LONDON, May 2, 2026, 19:44 BST
Wise PLC Class A investors face the company’s looming Nasdaq move with a new update on voting rights, putting governance back in the spotlight. On Friday, Wise disclosed it had 1,025,672,252 Class A ordinary shares outstanding, each carrying a single vote, alongside 204,338,749 Class B shares. However, after limits on CEO Kristo Käärmann’s Class B voting rights, total exercisable votes add up to 2,443,283,067.
The clock is ticking. The High Court has greenlit a scheme of arrangement—essentially a court-backed shuffle—that will see Wise Group plc step in as the parent company over Wise plc. Wise plc Class A shares are set for their last day of trading on May 8. Then, Wise Group Class A shares are slated to start trading in London and on Nasdaq come May 11.
Wise will drop its London-primary listing status, but isn’t leaving the city. The company says shifting its primary listing to the U.S. is aimed at unlocking strategic and capital-markets advantages, yet it’s keeping a U.K. listing to serve current investors.
Wise shares had been reflecting the listing news ahead of time. According to Bloomberg, Wise PLC finished May 1 at 1,083 pence in London, up 31.5p, or 3%. Fidelity pegged the market cap near £10.84 billion, with prices refreshed at 18:57 BST.

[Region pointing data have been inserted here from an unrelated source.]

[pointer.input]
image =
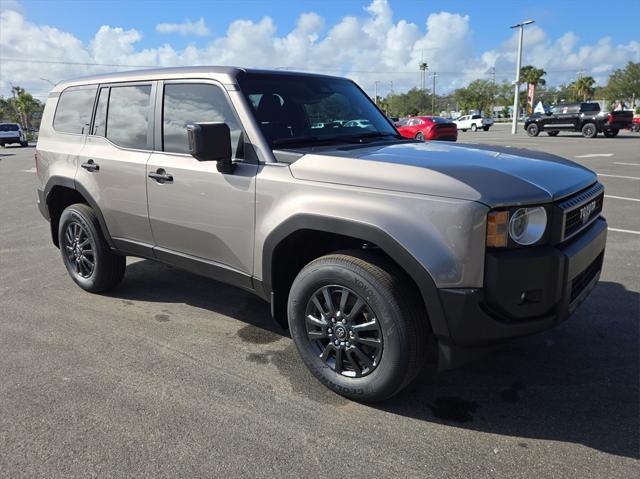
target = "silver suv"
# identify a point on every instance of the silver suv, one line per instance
(371, 248)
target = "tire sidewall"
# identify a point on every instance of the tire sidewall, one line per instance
(75, 214)
(387, 377)
(589, 130)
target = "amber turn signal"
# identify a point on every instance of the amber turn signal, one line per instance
(497, 229)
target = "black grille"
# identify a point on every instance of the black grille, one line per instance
(574, 209)
(584, 278)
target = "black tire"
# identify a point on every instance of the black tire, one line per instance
(108, 267)
(388, 296)
(589, 130)
(533, 130)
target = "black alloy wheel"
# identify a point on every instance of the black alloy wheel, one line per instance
(344, 331)
(79, 249)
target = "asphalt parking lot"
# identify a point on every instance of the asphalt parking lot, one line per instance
(174, 375)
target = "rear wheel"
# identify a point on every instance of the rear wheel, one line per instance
(358, 324)
(589, 130)
(85, 252)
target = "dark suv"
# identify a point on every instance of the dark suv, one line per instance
(584, 117)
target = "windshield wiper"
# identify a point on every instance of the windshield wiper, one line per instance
(373, 134)
(307, 139)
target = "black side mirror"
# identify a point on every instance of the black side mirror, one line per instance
(211, 142)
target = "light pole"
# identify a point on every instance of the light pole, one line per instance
(516, 95)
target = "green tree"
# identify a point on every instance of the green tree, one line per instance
(624, 83)
(24, 105)
(583, 88)
(531, 74)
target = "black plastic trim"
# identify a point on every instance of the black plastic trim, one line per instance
(73, 185)
(367, 233)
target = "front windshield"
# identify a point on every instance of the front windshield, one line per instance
(304, 109)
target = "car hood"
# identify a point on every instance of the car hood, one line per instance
(493, 175)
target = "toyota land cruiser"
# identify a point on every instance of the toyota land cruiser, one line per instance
(373, 249)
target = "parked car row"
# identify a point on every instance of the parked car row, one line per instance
(12, 133)
(584, 117)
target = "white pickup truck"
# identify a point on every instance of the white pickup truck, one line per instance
(473, 123)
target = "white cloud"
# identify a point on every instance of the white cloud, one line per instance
(188, 27)
(372, 46)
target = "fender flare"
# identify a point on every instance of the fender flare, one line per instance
(368, 233)
(71, 184)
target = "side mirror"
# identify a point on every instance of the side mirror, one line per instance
(211, 142)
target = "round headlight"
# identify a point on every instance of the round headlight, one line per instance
(527, 225)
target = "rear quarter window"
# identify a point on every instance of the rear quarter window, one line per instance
(73, 113)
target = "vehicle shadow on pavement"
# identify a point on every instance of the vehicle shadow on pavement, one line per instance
(152, 281)
(577, 383)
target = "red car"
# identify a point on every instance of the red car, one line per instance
(427, 128)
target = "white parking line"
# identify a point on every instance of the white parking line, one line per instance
(624, 231)
(595, 155)
(617, 176)
(621, 198)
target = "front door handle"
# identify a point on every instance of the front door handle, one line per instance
(161, 176)
(90, 165)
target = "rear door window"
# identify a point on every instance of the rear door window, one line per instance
(128, 116)
(73, 113)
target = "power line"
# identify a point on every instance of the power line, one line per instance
(491, 71)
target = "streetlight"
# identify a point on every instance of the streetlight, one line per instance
(516, 96)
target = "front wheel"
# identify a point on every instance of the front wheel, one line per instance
(533, 130)
(358, 324)
(85, 252)
(589, 130)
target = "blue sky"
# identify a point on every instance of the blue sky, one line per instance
(368, 40)
(489, 18)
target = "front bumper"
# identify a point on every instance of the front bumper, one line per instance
(526, 290)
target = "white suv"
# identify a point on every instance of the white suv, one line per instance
(12, 133)
(473, 123)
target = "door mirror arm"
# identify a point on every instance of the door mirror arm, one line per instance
(211, 142)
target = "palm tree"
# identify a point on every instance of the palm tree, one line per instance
(531, 74)
(24, 104)
(583, 88)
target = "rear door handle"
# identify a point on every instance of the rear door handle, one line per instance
(161, 176)
(90, 166)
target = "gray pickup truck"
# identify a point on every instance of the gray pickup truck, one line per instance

Wise’s latest operating update offers investors a pre-switch snapshot of its growth. For the fourth quarter, the company handled £49.4 billion in cross-border volume, a 26% jump from a year ago. Active customers reached 11.3 million. Underlying income — Wise’s preferred adjusted metric — came in at £435.3 million, up 24%. CEO Käärmann described ongoing progress on “building the network for the world’s money,” pointing to Wise’s infrastructure making cross-border payments “cheaper and faster.” Investegate
The U.S. connection is more than just a listing location for Wise. The company sees America as its largest growth prospect, and trading on Nasdaq brings it into the orbit of investors familiar with payments and fintech stocks. Rival Revolut, which remains private, is stepping up its own U.S. expansion; Reuters said in March that Revolut had applied for a U.S. bank charter and picked Cetin Duransoy to head its U.S. operations.
The switch isn’t exactly simple. According to Wise’s U.S. registration statement, Wise Group plc is set to become the reporting entity once the reorganisation wraps up. The document flags some tax and regulatory gray areas for U.S. investors—most notably, the chance that U.S. tax authorities could dispute the company’s planned tax-deferred approach. There’s also a warning about PFIC status, a tax label for foreign firms with heavy passive income or assets; if Wise plc or Wise Group plc gets hit with that classification, it could trigger unfavorable tax consequences for shareholders.
Class A shareholders are staring at a straightforward timeline: Wise plc’s existing Class A shares are set for their last day of trading on May 8, with Wise Group plc Class A shares slated to kick off trading on both London and Nasdaq come May 11. What happens after? It’s all about demand—will the U.S. primary listing actually deliver more liquidity, or just distract from Wise’s mission to cut costs on cross-border transfers.